When an explosion went off in the parking lot of a Plantation strip mall, passersby thought a bomb had gone off.
“I’m shaking like a leaf,” said one woman, who was working at a nearby Publix when the explosion occurred on the morning of July 6. “I just ran the heck out of there because the manager said, ‘Get out! Get out!’ ”
The woman’s reaction was among the dozens of 911 calls that Plantation police received that day and released on Tuesday. The calls shed light on the depth of the blast, which injured 23 people and affected 16 businesses in a strip center across from the Fountains, one of the busiest shopping malls in Broward County, at University Drive near Peters Road.
One of the callers reported that a man’s leg had been blown off in the parking lot.
“He looks like he’s passing out,” she said.
Those who weren’t injured just tried to flee the scene.
“Get in your cars! Get out!” another caller said to others in the parking lot.
Most were just calling to ask what happened, having heard the boom, watched the metal debris fly through the air and seen a “huge plume of smoke” billow along University Drive.
Inundated with calls, responders were forced to push each caller off the phone who was not injured or did not have additional information.
“Everybody felt it in the city,” a responder told one caller. “I gotta run.”
Responders asked those who first called whether they had seen where the explosion came from. Most did not know; one said a restaurant “on the corner” had gas tanks that exploded. Another identified it as a pizza oven, and said he could smell gas.

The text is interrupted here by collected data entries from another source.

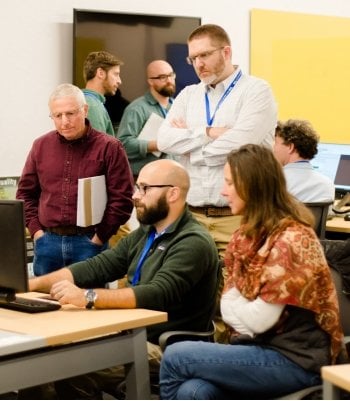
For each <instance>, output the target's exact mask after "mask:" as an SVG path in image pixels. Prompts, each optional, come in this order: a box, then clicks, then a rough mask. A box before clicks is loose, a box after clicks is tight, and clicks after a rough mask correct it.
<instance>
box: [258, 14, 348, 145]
mask: <svg viewBox="0 0 350 401" xmlns="http://www.w3.org/2000/svg"><path fill="white" fill-rule="evenodd" d="M250 50H251V52H250V61H251V71H250V72H251V74H253V75H256V76H259V77H262V78H264V79H266V80H267V81H268V82H269V83H270V84H271V86H272V88H273V91H274V93H275V96H276V100H277V103H278V108H279V118H280V119H282V120H286V119H288V118H303V119H307V120H310V122H311V123H312V124H313V126H314V127H315V128H316V130H317V131H318V132H319V134H320V136H321V141H322V142H335V143H350V100H349V97H350V19H349V18H339V17H324V16H315V15H306V14H296V13H285V12H277V11H266V10H252V12H251V48H250Z"/></svg>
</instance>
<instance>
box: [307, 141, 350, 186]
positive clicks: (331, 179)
mask: <svg viewBox="0 0 350 401" xmlns="http://www.w3.org/2000/svg"><path fill="white" fill-rule="evenodd" d="M342 155H348V156H350V144H340V143H325V142H320V143H319V144H318V152H317V155H316V156H315V157H314V158H313V159H312V160H311V164H312V166H313V167H314V169H315V170H317V171H319V172H320V173H321V174H324V175H326V176H327V177H329V178H330V179H331V180H332V181H333V182H334V185H335V187H336V189H343V190H346V189H348V190H350V182H349V183H348V185H343V184H339V183H336V182H335V177H336V174H337V170H338V165H339V161H340V157H341V156H342ZM348 171H349V172H350V170H348ZM348 175H349V176H350V174H348Z"/></svg>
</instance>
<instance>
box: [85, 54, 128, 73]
mask: <svg viewBox="0 0 350 401" xmlns="http://www.w3.org/2000/svg"><path fill="white" fill-rule="evenodd" d="M123 64H124V63H123V62H122V60H120V59H118V58H117V57H116V56H114V55H113V54H111V53H108V52H106V51H103V50H102V51H98V52H91V53H89V54H88V56H87V57H86V59H85V61H84V66H83V74H84V79H85V81H89V80H90V79H93V78H94V77H95V76H96V71H97V69H98V68H102V69H103V70H105V71H106V72H107V71H108V70H110V69H111V68H112V67H115V66H116V65H123Z"/></svg>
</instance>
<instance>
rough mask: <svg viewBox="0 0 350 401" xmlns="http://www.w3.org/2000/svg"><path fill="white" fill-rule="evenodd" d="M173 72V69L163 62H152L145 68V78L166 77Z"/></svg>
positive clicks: (167, 63)
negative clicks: (146, 74)
mask: <svg viewBox="0 0 350 401" xmlns="http://www.w3.org/2000/svg"><path fill="white" fill-rule="evenodd" d="M172 71H173V67H172V66H171V65H170V64H169V63H168V62H166V61H164V60H154V61H152V62H150V63H149V64H148V66H147V78H151V77H158V76H159V75H168V74H170V73H171V72H172Z"/></svg>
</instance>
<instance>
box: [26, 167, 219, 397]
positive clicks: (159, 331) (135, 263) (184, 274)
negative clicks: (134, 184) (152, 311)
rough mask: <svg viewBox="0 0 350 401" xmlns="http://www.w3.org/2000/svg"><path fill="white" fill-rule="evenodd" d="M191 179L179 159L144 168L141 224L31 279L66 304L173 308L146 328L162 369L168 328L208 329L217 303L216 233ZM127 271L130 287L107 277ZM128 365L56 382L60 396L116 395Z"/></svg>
mask: <svg viewBox="0 0 350 401" xmlns="http://www.w3.org/2000/svg"><path fill="white" fill-rule="evenodd" d="M189 186H190V180H189V176H188V173H187V172H186V170H185V169H184V168H183V167H182V166H181V165H180V164H179V163H177V162H176V161H174V160H167V159H162V160H157V161H154V162H151V163H149V164H147V165H146V166H145V167H143V168H142V169H141V171H140V174H139V176H138V179H137V182H136V184H135V193H134V195H133V201H134V204H135V209H136V216H137V219H138V221H139V222H140V227H139V228H137V229H136V230H134V231H133V232H131V233H130V234H129V235H128V236H126V237H124V238H122V239H121V240H120V241H119V242H118V243H117V245H116V246H115V247H114V248H112V249H107V250H106V251H104V252H102V253H101V254H100V255H98V256H96V257H94V258H91V259H88V260H86V261H84V262H79V263H76V264H74V265H71V266H68V267H65V268H62V269H60V270H58V271H56V272H54V273H52V274H48V275H45V276H41V277H36V278H33V279H31V280H30V290H31V291H45V292H50V294H51V296H52V297H53V298H54V299H56V300H58V301H59V302H60V303H61V304H62V305H64V304H73V305H76V306H78V307H83V308H84V307H89V308H96V309H103V308H104V309H106V308H114V309H124V308H126V309H132V308H146V309H153V310H159V311H165V312H167V313H168V321H167V322H166V323H162V324H157V325H154V326H151V327H149V328H148V330H147V339H148V352H149V360H150V369H151V371H154V370H157V369H158V368H159V364H160V359H161V350H160V347H159V346H158V338H159V336H160V334H161V333H163V332H164V331H168V330H197V331H202V330H206V329H207V325H208V322H209V321H210V318H211V316H212V311H213V309H214V307H215V299H216V293H217V287H218V283H217V277H218V268H219V258H218V252H217V249H216V246H215V243H214V241H213V239H212V237H211V236H210V234H209V232H208V231H207V230H206V229H205V228H204V227H203V226H202V225H201V224H200V223H198V221H197V220H196V219H194V218H193V217H192V214H191V212H190V211H189V210H188V206H187V203H186V196H187V193H188V190H189ZM125 274H126V275H127V286H126V288H121V289H106V288H104V284H105V283H106V282H110V281H114V280H117V279H119V278H121V277H124V275H125ZM121 380H123V369H121V367H115V368H111V369H107V370H103V371H99V372H94V373H91V374H88V375H84V376H79V377H76V378H72V379H68V380H64V381H61V382H59V383H56V388H57V391H58V395H59V399H74V398H78V399H84V398H85V399H86V398H89V399H98V398H99V397H100V396H101V392H102V391H105V392H107V393H111V394H114V395H115V389H116V388H117V385H118V382H119V381H121Z"/></svg>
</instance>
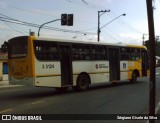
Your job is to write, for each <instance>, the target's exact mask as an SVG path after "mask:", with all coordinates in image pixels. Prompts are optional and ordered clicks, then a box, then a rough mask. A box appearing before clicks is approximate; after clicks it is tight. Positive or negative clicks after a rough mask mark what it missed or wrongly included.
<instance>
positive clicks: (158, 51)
mask: <svg viewBox="0 0 160 123" xmlns="http://www.w3.org/2000/svg"><path fill="white" fill-rule="evenodd" d="M149 43H150V42H149V40H147V41H145V46H146V47H147V49H148V51H150V49H149V48H150V47H149V46H150V44H149ZM155 48H156V49H155V55H156V56H160V40H159V37H156V38H155Z"/></svg>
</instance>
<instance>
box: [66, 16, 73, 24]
mask: <svg viewBox="0 0 160 123" xmlns="http://www.w3.org/2000/svg"><path fill="white" fill-rule="evenodd" d="M67 19H68V21H67V25H68V26H73V14H68V18H67Z"/></svg>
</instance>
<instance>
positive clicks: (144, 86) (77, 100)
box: [0, 76, 160, 123]
mask: <svg viewBox="0 0 160 123" xmlns="http://www.w3.org/2000/svg"><path fill="white" fill-rule="evenodd" d="M156 90H157V92H156V102H157V103H158V102H159V101H160V76H157V89H156ZM148 106H149V78H147V77H145V78H141V79H139V81H138V82H137V83H134V84H130V83H129V82H128V81H126V82H121V83H117V84H114V85H111V84H102V85H95V86H91V87H90V89H89V90H87V91H85V92H74V91H72V89H69V90H68V92H66V93H59V92H57V91H56V90H55V89H53V88H38V87H26V86H21V87H13V88H1V89H0V114H146V113H148ZM52 122H53V121H52ZM54 122H55V123H61V122H62V123H63V122H65V123H66V122H67V123H72V122H74V123H77V122H78V123H79V122H83V121H81V120H78V121H73V120H72V121H61V120H60V121H58V120H57V121H54ZM86 122H87V123H88V122H96V123H99V122H104V123H121V122H122V123H135V122H139V123H143V122H145V121H143V122H142V120H141V121H133V120H126V121H121V120H118V121H109V120H108V121H104V120H101V121H98V120H97V121H92V120H88V121H86Z"/></svg>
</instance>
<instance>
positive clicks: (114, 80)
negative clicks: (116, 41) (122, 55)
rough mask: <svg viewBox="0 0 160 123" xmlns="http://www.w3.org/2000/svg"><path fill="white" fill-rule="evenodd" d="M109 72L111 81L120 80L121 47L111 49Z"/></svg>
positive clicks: (110, 50)
mask: <svg viewBox="0 0 160 123" xmlns="http://www.w3.org/2000/svg"><path fill="white" fill-rule="evenodd" d="M109 74H110V81H115V80H120V59H119V49H116V48H110V49H109Z"/></svg>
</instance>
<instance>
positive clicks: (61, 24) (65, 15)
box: [61, 14, 68, 26]
mask: <svg viewBox="0 0 160 123" xmlns="http://www.w3.org/2000/svg"><path fill="white" fill-rule="evenodd" d="M67 18H68V15H67V14H61V25H62V26H63V25H67V23H68V22H67V21H68V19H67Z"/></svg>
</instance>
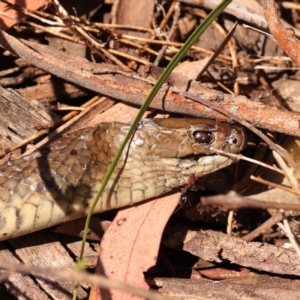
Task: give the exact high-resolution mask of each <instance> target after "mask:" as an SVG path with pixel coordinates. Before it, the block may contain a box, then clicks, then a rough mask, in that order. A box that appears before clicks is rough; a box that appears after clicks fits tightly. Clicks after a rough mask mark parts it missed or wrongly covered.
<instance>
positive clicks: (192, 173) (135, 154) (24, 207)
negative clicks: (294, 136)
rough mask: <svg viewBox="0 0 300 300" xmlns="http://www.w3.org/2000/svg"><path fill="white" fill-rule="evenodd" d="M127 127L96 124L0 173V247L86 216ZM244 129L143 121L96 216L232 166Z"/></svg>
mask: <svg viewBox="0 0 300 300" xmlns="http://www.w3.org/2000/svg"><path fill="white" fill-rule="evenodd" d="M129 127H130V124H122V123H117V122H114V123H101V124H98V125H96V126H95V127H91V128H86V129H82V130H78V131H76V132H74V133H71V134H67V135H65V136H63V137H61V138H60V139H58V140H56V141H55V142H53V143H51V144H50V145H49V146H47V147H46V148H43V149H41V150H39V151H38V152H36V153H34V154H32V155H29V156H24V157H21V158H20V159H17V160H14V161H9V162H6V163H4V164H3V165H1V166H0V240H6V239H9V238H13V237H16V236H20V235H24V234H27V233H30V232H33V231H37V230H40V229H43V228H46V227H50V226H53V225H56V224H59V223H62V222H65V221H69V220H73V219H76V218H80V217H83V216H85V215H86V214H87V212H88V210H89V208H90V205H91V203H92V202H93V200H94V198H95V195H96V194H97V192H98V190H99V187H100V185H101V182H102V178H103V177H104V175H105V174H106V171H107V169H108V167H109V165H110V163H111V162H112V160H113V158H114V156H115V154H116V152H117V150H118V148H119V146H120V144H121V142H122V141H123V140H124V137H125V135H126V133H127V132H128V129H129ZM246 143H247V140H246V135H245V132H244V131H243V129H242V128H240V127H238V126H236V125H233V124H226V123H220V122H216V121H212V120H206V119H153V120H150V119H145V120H143V121H141V122H140V123H139V126H138V128H137V130H136V132H135V134H134V136H133V137H132V139H131V142H130V145H129V146H127V148H126V149H125V150H124V151H123V154H122V157H121V159H120V161H119V162H118V164H117V166H116V168H115V170H114V172H113V174H112V177H111V179H110V180H109V182H108V184H107V186H106V188H105V190H104V193H103V194H102V196H101V198H100V200H99V202H98V204H97V206H96V208H95V210H94V212H95V213H99V212H103V211H106V210H110V209H114V208H117V207H122V206H126V205H131V204H134V203H137V202H141V201H143V200H146V199H149V198H152V197H155V196H158V195H161V194H164V193H166V192H168V191H170V190H172V189H173V188H175V187H178V186H181V185H185V184H187V183H188V180H189V178H190V176H194V177H195V178H196V179H197V178H199V177H201V176H205V175H206V174H209V173H212V172H214V171H217V170H219V169H221V168H224V167H226V166H228V165H230V164H232V163H233V162H234V161H235V160H234V159H233V158H230V157H227V156H222V155H219V154H214V150H213V149H212V148H215V149H219V150H223V151H225V152H229V153H238V152H240V151H241V150H242V149H243V148H244V147H245V146H246Z"/></svg>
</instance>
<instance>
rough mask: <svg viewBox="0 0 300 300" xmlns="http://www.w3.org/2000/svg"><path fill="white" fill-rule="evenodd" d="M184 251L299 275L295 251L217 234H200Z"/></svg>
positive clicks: (215, 233)
mask: <svg viewBox="0 0 300 300" xmlns="http://www.w3.org/2000/svg"><path fill="white" fill-rule="evenodd" d="M183 249H184V250H186V251H189V252H190V253H192V254H193V255H196V256H198V257H201V258H203V259H206V260H208V261H215V262H224V261H226V260H229V261H230V262H231V263H235V264H238V265H241V266H244V267H251V268H253V269H256V270H260V271H266V272H271V273H276V274H289V275H300V258H299V257H298V255H297V254H296V252H294V251H293V250H287V249H284V248H279V247H276V246H273V245H269V244H267V243H258V242H251V243H247V242H245V241H243V240H241V239H239V238H234V237H232V236H229V235H226V234H224V233H221V232H216V231H211V230H208V231H199V232H198V233H197V234H196V233H195V234H194V236H193V237H192V238H191V239H190V240H186V241H185V243H184V246H183Z"/></svg>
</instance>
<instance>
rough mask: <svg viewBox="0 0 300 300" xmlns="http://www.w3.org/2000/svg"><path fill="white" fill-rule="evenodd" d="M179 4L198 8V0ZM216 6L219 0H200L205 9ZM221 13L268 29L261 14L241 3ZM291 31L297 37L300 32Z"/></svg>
mask: <svg viewBox="0 0 300 300" xmlns="http://www.w3.org/2000/svg"><path fill="white" fill-rule="evenodd" d="M180 2H183V3H188V4H192V5H194V6H199V5H200V3H199V0H180ZM217 4H219V0H202V1H201V6H202V7H204V8H206V9H213V8H214V7H215V6H216V5H217ZM223 13H227V14H230V15H232V16H234V18H237V19H239V20H241V21H244V22H246V23H249V24H253V25H255V27H260V28H263V29H267V28H268V23H267V22H266V19H265V17H264V15H263V14H262V13H259V12H256V11H254V10H253V9H251V8H248V7H247V6H244V5H242V4H241V2H232V3H231V4H230V5H229V6H227V7H226V8H225V10H224V12H223ZM281 21H282V22H283V23H284V26H286V27H287V26H289V27H291V25H290V24H288V23H287V22H285V21H284V20H282V19H281ZM292 30H293V31H294V32H295V34H296V35H297V36H300V31H299V29H297V28H296V27H292Z"/></svg>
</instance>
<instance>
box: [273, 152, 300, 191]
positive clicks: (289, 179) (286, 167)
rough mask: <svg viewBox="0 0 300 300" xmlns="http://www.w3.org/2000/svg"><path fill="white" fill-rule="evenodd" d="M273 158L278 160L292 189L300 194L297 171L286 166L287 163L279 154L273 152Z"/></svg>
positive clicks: (275, 152) (280, 167) (279, 164)
mask: <svg viewBox="0 0 300 300" xmlns="http://www.w3.org/2000/svg"><path fill="white" fill-rule="evenodd" d="M273 156H274V158H275V159H276V161H277V163H278V164H279V166H280V168H281V169H282V171H283V172H284V174H285V176H286V178H287V179H288V181H289V182H290V184H291V186H292V188H293V189H294V190H296V191H297V192H300V189H299V184H298V181H297V179H296V177H295V170H293V169H292V168H289V167H288V166H287V165H286V163H285V162H284V160H283V159H282V157H281V156H280V155H279V154H278V153H276V152H275V151H273Z"/></svg>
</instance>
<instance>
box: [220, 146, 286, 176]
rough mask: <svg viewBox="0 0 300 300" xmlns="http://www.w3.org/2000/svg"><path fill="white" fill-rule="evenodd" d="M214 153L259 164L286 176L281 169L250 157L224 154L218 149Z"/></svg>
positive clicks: (262, 166)
mask: <svg viewBox="0 0 300 300" xmlns="http://www.w3.org/2000/svg"><path fill="white" fill-rule="evenodd" d="M214 151H215V152H216V153H220V154H223V155H227V156H230V157H234V158H237V159H238V160H245V161H249V162H252V163H254V164H257V165H259V166H262V167H265V168H267V169H270V170H272V171H275V172H277V173H279V174H282V175H284V173H283V172H282V171H281V170H280V169H278V168H276V167H272V166H270V165H267V164H265V163H263V162H261V161H258V160H256V159H253V158H249V157H246V156H243V155H241V154H233V153H227V152H224V151H222V150H218V149H214Z"/></svg>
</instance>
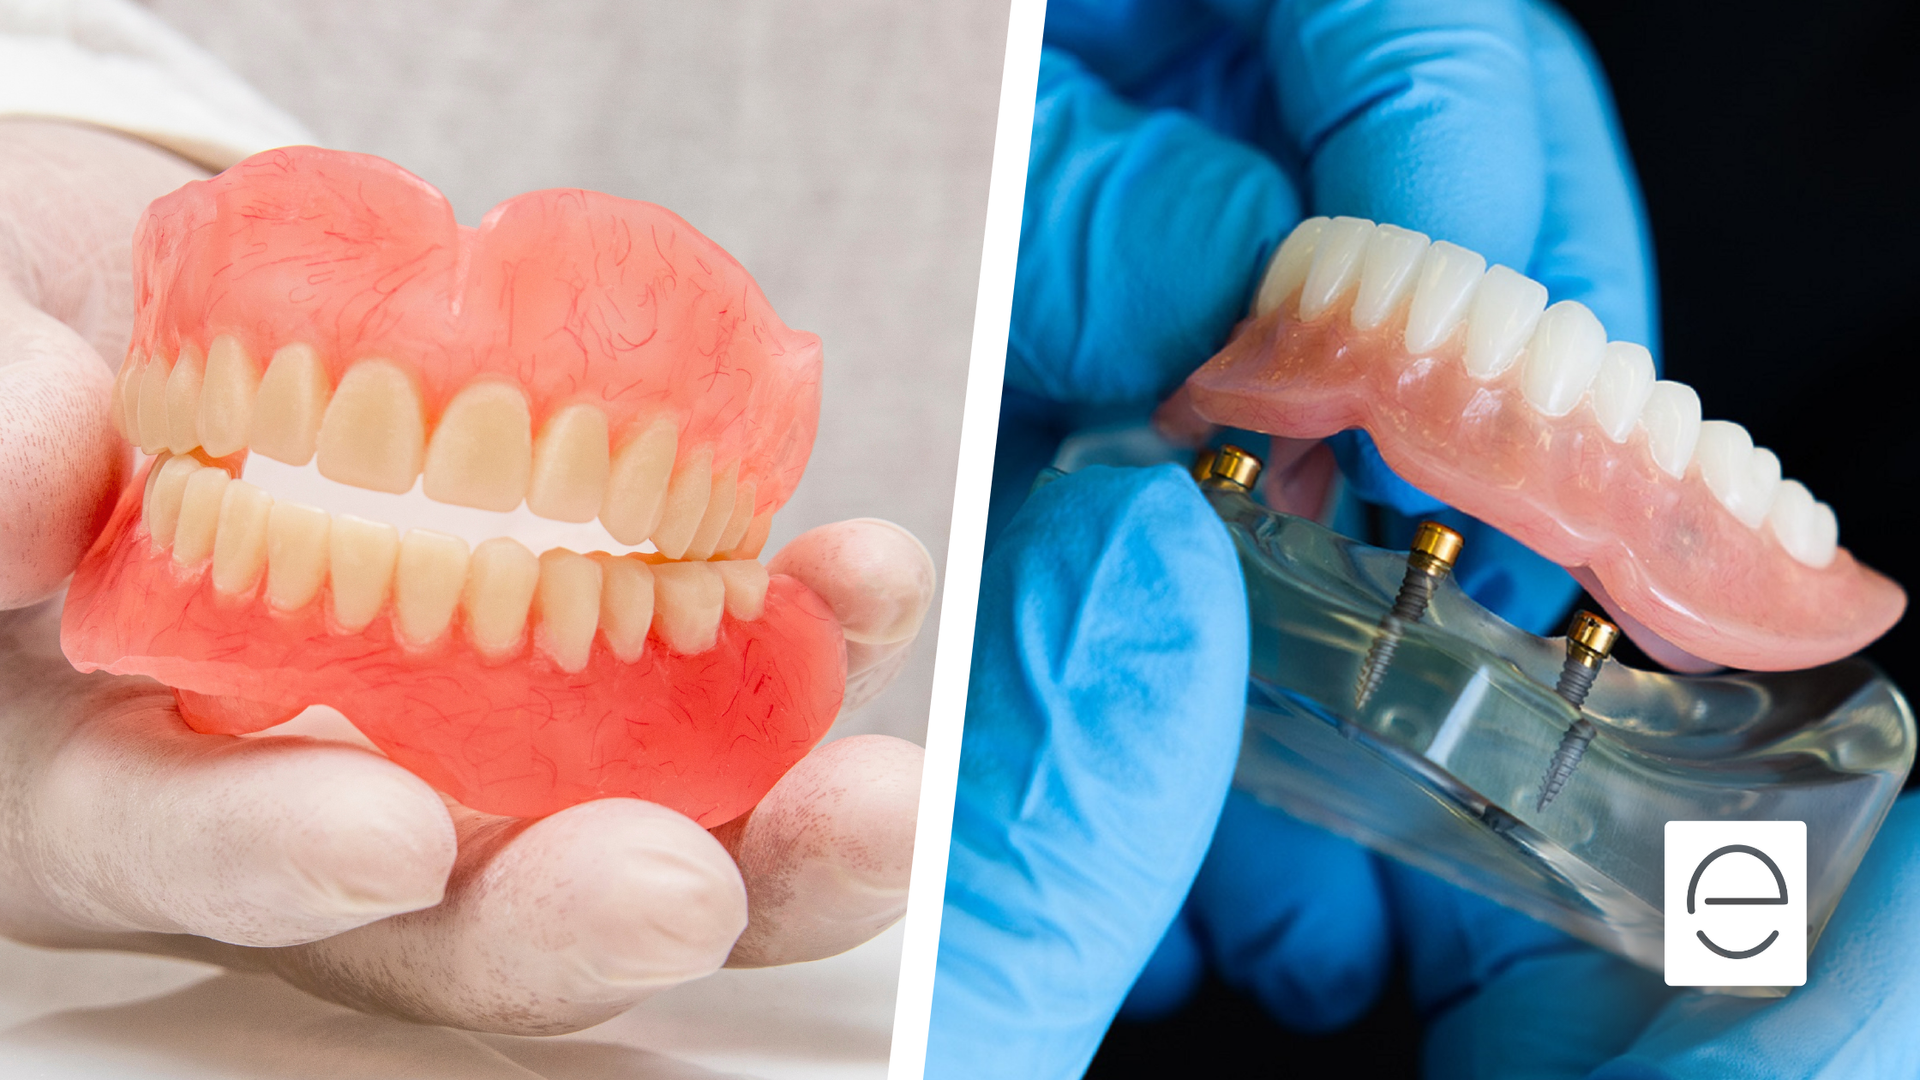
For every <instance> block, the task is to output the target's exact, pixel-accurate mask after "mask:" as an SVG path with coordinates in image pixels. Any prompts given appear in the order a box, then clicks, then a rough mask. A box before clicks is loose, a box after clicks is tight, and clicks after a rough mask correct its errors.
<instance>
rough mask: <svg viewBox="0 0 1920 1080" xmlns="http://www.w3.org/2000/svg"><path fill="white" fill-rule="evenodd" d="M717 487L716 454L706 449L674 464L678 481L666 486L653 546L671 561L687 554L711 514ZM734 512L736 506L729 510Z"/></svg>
mask: <svg viewBox="0 0 1920 1080" xmlns="http://www.w3.org/2000/svg"><path fill="white" fill-rule="evenodd" d="M712 486H714V452H712V448H710V446H703V448H699V450H695V452H693V454H687V455H685V457H682V459H680V461H676V463H674V479H672V480H670V482H668V484H666V502H664V503H662V505H660V523H659V525H655V527H653V546H655V548H659V550H660V553H662V555H666V557H668V559H678V557H682V555H685V553H687V546H691V544H693V534H695V532H697V530H699V527H701V519H703V517H705V515H707V498H708V494H712ZM728 509H730V511H732V509H733V507H728Z"/></svg>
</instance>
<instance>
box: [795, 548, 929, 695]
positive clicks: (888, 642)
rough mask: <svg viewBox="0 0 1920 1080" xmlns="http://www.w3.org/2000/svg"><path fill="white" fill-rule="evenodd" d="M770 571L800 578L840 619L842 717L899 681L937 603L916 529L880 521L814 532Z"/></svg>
mask: <svg viewBox="0 0 1920 1080" xmlns="http://www.w3.org/2000/svg"><path fill="white" fill-rule="evenodd" d="M766 571H768V573H774V575H793V577H797V578H799V580H801V582H804V584H806V588H810V590H814V592H818V594H820V598H822V600H826V601H828V605H829V607H831V609H833V617H835V619H839V625H841V634H843V636H845V638H847V696H845V700H843V701H841V711H843V713H851V711H852V709H858V707H860V705H864V703H868V701H872V700H874V698H877V696H879V692H881V690H885V688H887V684H889V682H893V676H897V675H899V673H900V667H902V665H904V663H906V653H908V651H910V650H912V646H914V638H916V636H920V625H922V623H925V617H927V607H931V605H933V584H935V571H933V555H929V553H927V548H925V544H922V542H920V540H918V538H916V536H914V534H912V532H908V530H904V528H900V527H899V525H895V523H891V521H879V519H877V517H860V519H854V521H839V523H833V525H822V527H818V528H808V530H806V532H803V534H799V536H795V538H793V540H791V542H787V546H785V548H781V550H780V553H776V555H774V557H772V559H770V561H768V563H766Z"/></svg>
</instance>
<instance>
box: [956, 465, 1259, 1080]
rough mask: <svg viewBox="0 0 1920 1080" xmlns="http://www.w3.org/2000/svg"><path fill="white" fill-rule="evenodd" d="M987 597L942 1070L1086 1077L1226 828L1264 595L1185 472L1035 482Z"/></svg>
mask: <svg viewBox="0 0 1920 1080" xmlns="http://www.w3.org/2000/svg"><path fill="white" fill-rule="evenodd" d="M979 596H981V600H979V623H977V628H975V642H973V678H972V688H970V694H968V721H966V742H964V748H962V757H960V786H958V796H956V801H954V830H952V853H950V859H948V871H947V909H945V917H943V922H941V957H939V972H937V982H935V992H933V994H935V1001H933V1017H935V1020H933V1028H931V1032H929V1043H927V1063H929V1067H927V1076H993V1074H1018V1076H1033V1078H1048V1076H1079V1074H1081V1072H1083V1070H1085V1068H1087V1063H1089V1061H1091V1059H1092V1053H1094V1049H1096V1047H1098V1043H1100V1038H1102V1034H1104V1032H1106V1026H1108V1022H1110V1020H1112V1017H1114V1013H1116V1011H1117V1007H1119V1003H1121V997H1123V995H1125V994H1127V988H1129V986H1131V984H1133V980H1135V976H1137V974H1139V970H1140V967H1142V965H1144V963H1146V957H1148V955H1150V951H1152V949H1154V945H1156V944H1158V942H1160V938H1162V934H1164V932H1165V928H1167V924H1169V920H1171V919H1173V915H1175V911H1177V909H1179V905H1181V899H1183V897H1185V896H1187V888H1188V884H1190V882H1192V876H1194V871H1196V869H1198V865H1200V859H1202V855H1204V853H1206V847H1208V840H1210V836H1212V832H1213V822H1215V819H1217V815H1219V807H1221V801H1223V798H1225V792H1227V784H1229V780H1231V776H1233V763H1235V757H1236V753H1238V744H1240V717H1242V711H1244V701H1246V657H1248V638H1246V596H1244V590H1242V584H1240V571H1238V561H1236V559H1235V553H1233V546H1231V542H1229V538H1227V530H1225V527H1223V525H1221V523H1219V519H1217V517H1215V515H1213V511H1212V509H1210V507H1208V503H1206V502H1204V500H1202V498H1200V494H1198V490H1196V488H1194V484H1192V480H1188V479H1187V477H1185V475H1181V473H1179V471H1177V469H1173V467H1158V469H1100V467H1094V469H1085V471H1081V473H1075V475H1071V477H1068V479H1062V480H1056V482H1052V484H1048V486H1046V488H1043V490H1039V492H1035V496H1033V498H1031V500H1029V502H1027V505H1025V507H1021V511H1020V513H1018V515H1016V517H1014V519H1012V523H1010V525H1008V528H1006V532H1004V534H1002V538H1000V542H998V546H996V550H995V553H993V557H989V561H987V565H985V571H983V577H981V594H979Z"/></svg>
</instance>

But fire rescue officials have walked back initial reports that said it was a gas leak at Pizzafire, the business most decimated by the blast. They have said they are still investigating.
TECO Peoples Gas technicians said in a statement on the day of the explosion that they “found no natural gas leaks” in their system, although firefighters did report a ruptured natural gas pipe. Tenants of nearby buildings also said they smelled a strong gas odor. One individual even called TECO moments before the explosion.
Officials have yet to release what caused the explosion, however.
After the explosion, businesses and victims have devised different ways to recover.
The city of Plantation organized a crisis-intervention event to offer services for people affected by the blast, which includes helping workers file for unemployment or move businesses to different locations. Other businesses, including Pho Brothers, a Vietnamese restaurant, and Great Clips, a hair salon, have started fundraisers of their own.
Five victims have hired attorney William Lewis, of the Florida law firm Morgan & Morgan, to seek compensation for their injuries.
Lawsuits have not been filled and the law firm is still investigating what happened, said Rene Rocha, an attorney with Morgan & Morgan.